Maybe I am confused by what you mean by $S$. I thought it was the state space, but that isn't consistent with $r$ in your post which was defined over $A\times O\to Q$? As a follow up: defining r as depending on actions and observations instead of actions and states (which e.g. the definition in POMDP on Wikipedia) seems like it changes things.  So I'm not sure if you intended the rewards to correspond with the observations or 'underlying' states. 
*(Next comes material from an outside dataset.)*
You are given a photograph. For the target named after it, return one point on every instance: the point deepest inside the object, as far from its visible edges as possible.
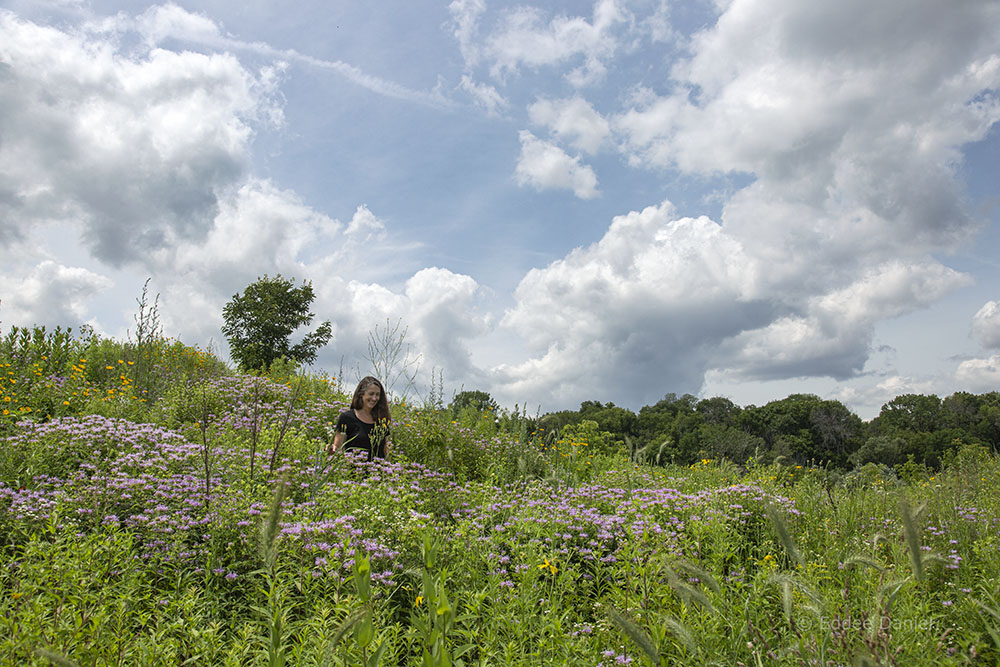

One more question, this one about the priors: what are they a prior over exactly? I will use the letters/terms from https://en.wikipedia.org/wiki/Partially_observable_Markov_decision_process to try to be explicit. Is the prior capturing the "set of conditional observation probabilities" (O on Wikipedia)? Or is it capturing the "set of conditional transition probabilities between states" (T on Wikipedia)? Or is it capturing a distribution over all possible T and O? Or are you imaging that T is defined with U (and is non-random) and O is defined within the prior? 
I ask because the term $D_{KL}\left({\zeta }_0||\zeta \right)$ will be positive infinity if $\zeta$ is zero for any value where ${\zeta }_0$ is non-zero. Which makes the interpretation that it is either O or T directly pretty strange (for example, in the case where there are two states $s_1$ and $s_2$ and two obersvations $o_1$ and $o_2$ an O where $P\left(s_i|o_i\right)=1$ and $P\left(s_i|o_j\right)=0$ if $i\ne j$ would have a KL divergence of infinity from the ${\zeta }_0$ if ${\zeta }_0$ had non-zero probability on $P\left(s_1|o_2\right)$). So, I assume this is a prior over what the conditional observation matrices might be. I am assuming that your comment above implies that T is defined in the utility function U instead, and is deterministic? 

I am not sure I understand your use of $C\left(U\right)$ in the third from last paragraph where you define goal directed intelligence. As you define $C$ it is a complexity measure over programs $P$. I assume this was a typo and you mean $K\left(U\right)$? Or am I misunderstanding the definition of either $U$ or $C$?

Is there a place to look for papers and posts people have already submitted (and want to be public)?